4. A Duel of 1807 (1)
The Practice of Duelling in the British Army
Everyone is aware that, despite of all attempts to stop it, the practice of duelling lingered on in the British Army down to the fourth decade of the XIXth century, and many will remember, as almost the last incident in its distressing annals, the scandalous trial before his peers of Lord Cardigan, for the shooting of Captain Tuckett. The leader of the Charge of the Light Brigade was acquitted, on the technical point that the indictment charged him with wounding a Captain Harvey Tuckett, while the prosecution proved that he had shot a Captain James Garnett Harvey Tuckett, and had neglected to prove that the two names connoted only one person. That the Peers could venture to join in this obvious conspiracy to defeat the ends of justice, sufficiently shows how strong was the sentiment in favour of the duellist as late as 1840.
It was only eleven years before that the Duke of Wellington himself, though he had done all in his power to stop duelling in the Peninsular Army, had yielded to the spirit of his generation, and “gone out” with Lord Winchelsea in Battersea Fields, to exchange deliberately harmless shots over the question of Catholic Emancipation.
It is, therefore, curious and interesting to find the first case of execution of a successful duellist on a charge of simple murder going back as far as the year 1807—more than 30 years before that conviction of Lieutenant Munro, for killing his brother-in-law Colonel Fawcett, which is generally quoted as the crucial case showing the final decision of public opinion on the subject. It adds to our surprise to find the condemnation taking place in Ireland, the region in the United Kingdom where duelling was most frequent and popular during its last half-century of survival, and eight years before Daniel O’Connell’s fatal duel with D’Esterre, which brought the orator nothing but credit in the eyes of his friends, though it gave him some pangs of conscience as a pious Catholic.
The story of this sad affair of 1807, a most perfect instance of morbid psychology and silly touchiness on the “point of honour”, is best told in a rare pamphlet, A Short Vindication of the Memory of the late Major Alexander Campbell, of the 21st Regiment of Foot: containing the only full and particular account of the circumstances preceding and attending his unfortunate duel with Captain Alexander Boyd, of the same Regiment, published in 1810 in vindication of her husband by the widow of the survivor of the duel, after his execution. It contains his dying statement concerning its circumstances, written down after his friends’ appeal for a reprieve had been finally refused by the King himself.
And the tale goes so far in showing that he was even more to blame for the tragedy than the ‘less unfortunate gentleman who fell by his hand”, that I think it may be taken as an honest statement of his case. So much of the altercation which led to the duel had taken place out of the hearing of any witnesses, that there was no evidence save that of the survivor for what happened. And in 1808 he could not, of course, go into the box to offer himself for cross-examination, so that his version was never given, and the sentence was passed on him on the depositions of persons none of whom had seen more than one or two episodes of the unhappy quarrel.

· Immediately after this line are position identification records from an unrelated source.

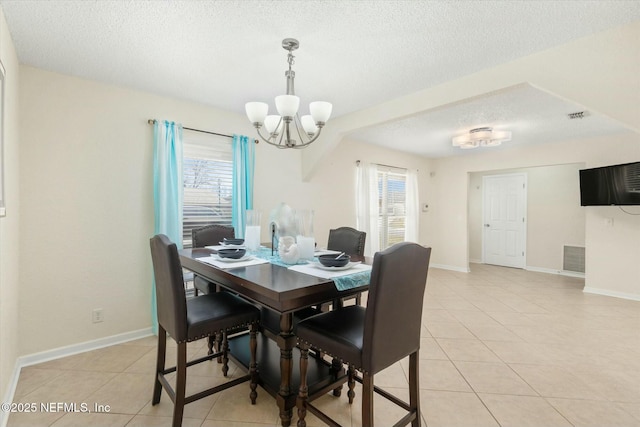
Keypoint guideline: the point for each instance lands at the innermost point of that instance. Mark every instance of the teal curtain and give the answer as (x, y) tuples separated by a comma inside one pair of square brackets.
[(167, 190), (244, 158)]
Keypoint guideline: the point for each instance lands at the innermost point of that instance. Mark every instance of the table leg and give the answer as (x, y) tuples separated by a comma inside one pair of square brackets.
[(286, 342)]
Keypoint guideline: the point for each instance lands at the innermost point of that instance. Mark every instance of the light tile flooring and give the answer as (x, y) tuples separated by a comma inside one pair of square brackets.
[(500, 347)]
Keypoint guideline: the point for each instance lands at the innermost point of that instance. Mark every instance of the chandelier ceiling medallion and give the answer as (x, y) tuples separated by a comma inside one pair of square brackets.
[(481, 137), (282, 129)]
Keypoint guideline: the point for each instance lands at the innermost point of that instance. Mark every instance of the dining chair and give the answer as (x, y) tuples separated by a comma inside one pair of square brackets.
[(370, 339), (351, 242), (190, 320), (208, 235)]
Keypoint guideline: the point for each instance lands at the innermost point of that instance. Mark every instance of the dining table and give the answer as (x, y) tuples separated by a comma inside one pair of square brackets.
[(280, 291)]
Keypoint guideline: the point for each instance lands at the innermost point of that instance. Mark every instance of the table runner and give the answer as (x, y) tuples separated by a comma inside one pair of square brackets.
[(213, 260), (358, 275)]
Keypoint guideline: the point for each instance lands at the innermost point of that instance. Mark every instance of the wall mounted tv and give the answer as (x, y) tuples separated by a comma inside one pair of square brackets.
[(610, 185)]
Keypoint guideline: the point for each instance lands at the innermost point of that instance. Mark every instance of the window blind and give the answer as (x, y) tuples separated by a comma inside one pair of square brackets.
[(208, 174), (392, 200)]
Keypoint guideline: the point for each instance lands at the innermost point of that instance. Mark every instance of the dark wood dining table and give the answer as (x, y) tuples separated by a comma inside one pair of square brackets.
[(282, 292)]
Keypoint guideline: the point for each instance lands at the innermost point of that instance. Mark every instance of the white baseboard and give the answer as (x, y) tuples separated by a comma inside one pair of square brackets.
[(70, 350), (450, 267), (57, 353), (9, 393), (609, 293)]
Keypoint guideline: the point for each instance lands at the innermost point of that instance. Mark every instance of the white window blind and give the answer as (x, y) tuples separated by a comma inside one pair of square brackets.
[(392, 200), (208, 174)]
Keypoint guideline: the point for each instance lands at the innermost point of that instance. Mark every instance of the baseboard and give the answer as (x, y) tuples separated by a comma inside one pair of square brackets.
[(70, 350), (57, 353), (450, 267), (552, 271), (609, 293), (9, 393)]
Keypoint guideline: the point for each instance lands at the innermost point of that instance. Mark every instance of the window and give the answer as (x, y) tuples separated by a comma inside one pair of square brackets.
[(207, 172), (392, 205)]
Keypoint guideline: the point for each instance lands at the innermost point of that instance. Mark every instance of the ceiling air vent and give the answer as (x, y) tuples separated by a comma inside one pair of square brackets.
[(578, 115)]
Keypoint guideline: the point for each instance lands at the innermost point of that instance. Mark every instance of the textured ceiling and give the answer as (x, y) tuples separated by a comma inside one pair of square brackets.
[(533, 116), (355, 54)]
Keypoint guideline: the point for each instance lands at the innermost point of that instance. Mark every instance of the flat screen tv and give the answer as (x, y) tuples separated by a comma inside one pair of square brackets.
[(610, 185)]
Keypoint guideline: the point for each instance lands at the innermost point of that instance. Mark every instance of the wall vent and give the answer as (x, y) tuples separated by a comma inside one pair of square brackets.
[(573, 258), (578, 115)]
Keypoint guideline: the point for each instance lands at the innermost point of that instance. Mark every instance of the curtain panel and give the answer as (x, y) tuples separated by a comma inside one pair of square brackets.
[(367, 210), (244, 158), (168, 190)]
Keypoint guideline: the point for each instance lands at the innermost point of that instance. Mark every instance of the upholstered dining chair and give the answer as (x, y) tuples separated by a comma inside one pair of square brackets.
[(208, 235), (189, 320), (351, 242), (373, 338)]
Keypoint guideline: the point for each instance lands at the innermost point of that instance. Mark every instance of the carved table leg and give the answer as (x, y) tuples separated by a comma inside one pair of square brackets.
[(286, 342)]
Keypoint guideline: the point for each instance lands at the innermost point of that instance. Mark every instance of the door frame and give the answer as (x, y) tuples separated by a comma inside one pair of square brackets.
[(524, 210)]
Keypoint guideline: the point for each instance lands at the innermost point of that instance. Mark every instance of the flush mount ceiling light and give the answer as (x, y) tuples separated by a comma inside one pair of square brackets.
[(283, 128), (481, 137)]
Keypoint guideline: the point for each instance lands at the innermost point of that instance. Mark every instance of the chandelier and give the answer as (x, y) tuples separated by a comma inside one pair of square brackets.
[(481, 137), (281, 130)]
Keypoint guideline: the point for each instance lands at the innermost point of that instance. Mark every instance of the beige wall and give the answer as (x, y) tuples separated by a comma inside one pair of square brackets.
[(605, 250), (9, 237), (88, 208), (554, 215)]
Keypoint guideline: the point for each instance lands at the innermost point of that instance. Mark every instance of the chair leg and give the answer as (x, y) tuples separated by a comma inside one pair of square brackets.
[(253, 364), (160, 360), (414, 388), (351, 382), (225, 354), (367, 400), (303, 392), (218, 346), (336, 367), (210, 342), (181, 384)]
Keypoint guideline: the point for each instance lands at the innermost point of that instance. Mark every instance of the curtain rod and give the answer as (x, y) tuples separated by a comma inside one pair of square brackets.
[(153, 121), (386, 166)]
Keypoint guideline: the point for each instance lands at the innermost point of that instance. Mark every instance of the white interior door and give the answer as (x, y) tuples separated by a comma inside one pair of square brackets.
[(504, 225)]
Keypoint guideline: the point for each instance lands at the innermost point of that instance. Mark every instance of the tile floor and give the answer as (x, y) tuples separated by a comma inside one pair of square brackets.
[(500, 347)]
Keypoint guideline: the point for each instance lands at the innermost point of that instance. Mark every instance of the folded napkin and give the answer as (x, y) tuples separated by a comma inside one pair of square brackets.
[(356, 276), (226, 265)]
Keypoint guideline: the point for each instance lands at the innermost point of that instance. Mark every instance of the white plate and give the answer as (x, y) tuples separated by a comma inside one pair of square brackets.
[(344, 267), (244, 258)]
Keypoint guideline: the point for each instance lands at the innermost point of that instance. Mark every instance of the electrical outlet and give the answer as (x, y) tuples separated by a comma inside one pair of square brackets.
[(97, 315)]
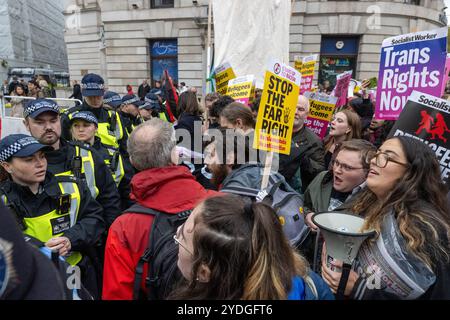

In June 1807 the second battalion of the Royal North British Fusiliers was quartered at Newry. It was a new unit, raised, like so many other second battalions, after the rupture of the Peace of Amiens. It had not yet seen any service, save garrison duty in Ireland, since it was first raised at Ayr in 1804. Among the senior officers of the 2/21st were Brevet-Major Alexander Campbell and Captain Alexander Boyd, both married men, and the fathers respectively of four and of three children. Each had his family residing in the town, in lodgings not far from the barracks.
Their age and rank and responsibilities should have made both of them incapable of starting a duel of a most irregular and atrocious kind, which would have been unpardonable even in the most feather-headed subalterns. Obviously the origin of it lay in incompatibilities of temper; and a trivial dispute at mess, when the wine was in and the wits were out, only let loose a dislike that must have been simmering for months. Campbell was “a Highland gentleman jealous of his honour”, and thought that Boyd was no gentleman. As the pamphlet puts it, “the Captain having raised himself, by his own merit, to the rank which he held, was more punctiliously jealous, perhaps, of his personal consideration than one to whom such a station had long been familiar: he was probably less accustomed to govern and repress his feeling than those are who have always been subjected to the restraints of refined society”.
Neither of the officers was a professional duellist of the type not uncommon in the early XIXth century; but Campbell, as the pamphlet confesses, “had once on occasion of grievous provocation lifted his hand against the life of a fellow-creature”; and Boyd “had recently been engaged in several affairs that threatened to have ended in bloodshed”, but all had been settled by the intervention of other officers—in one case, by an odd chance, by the mediation of Campbell himself. ‘Though his worth and honour were universally acknowledged, his temper was generally considered unsafe and impetuous.”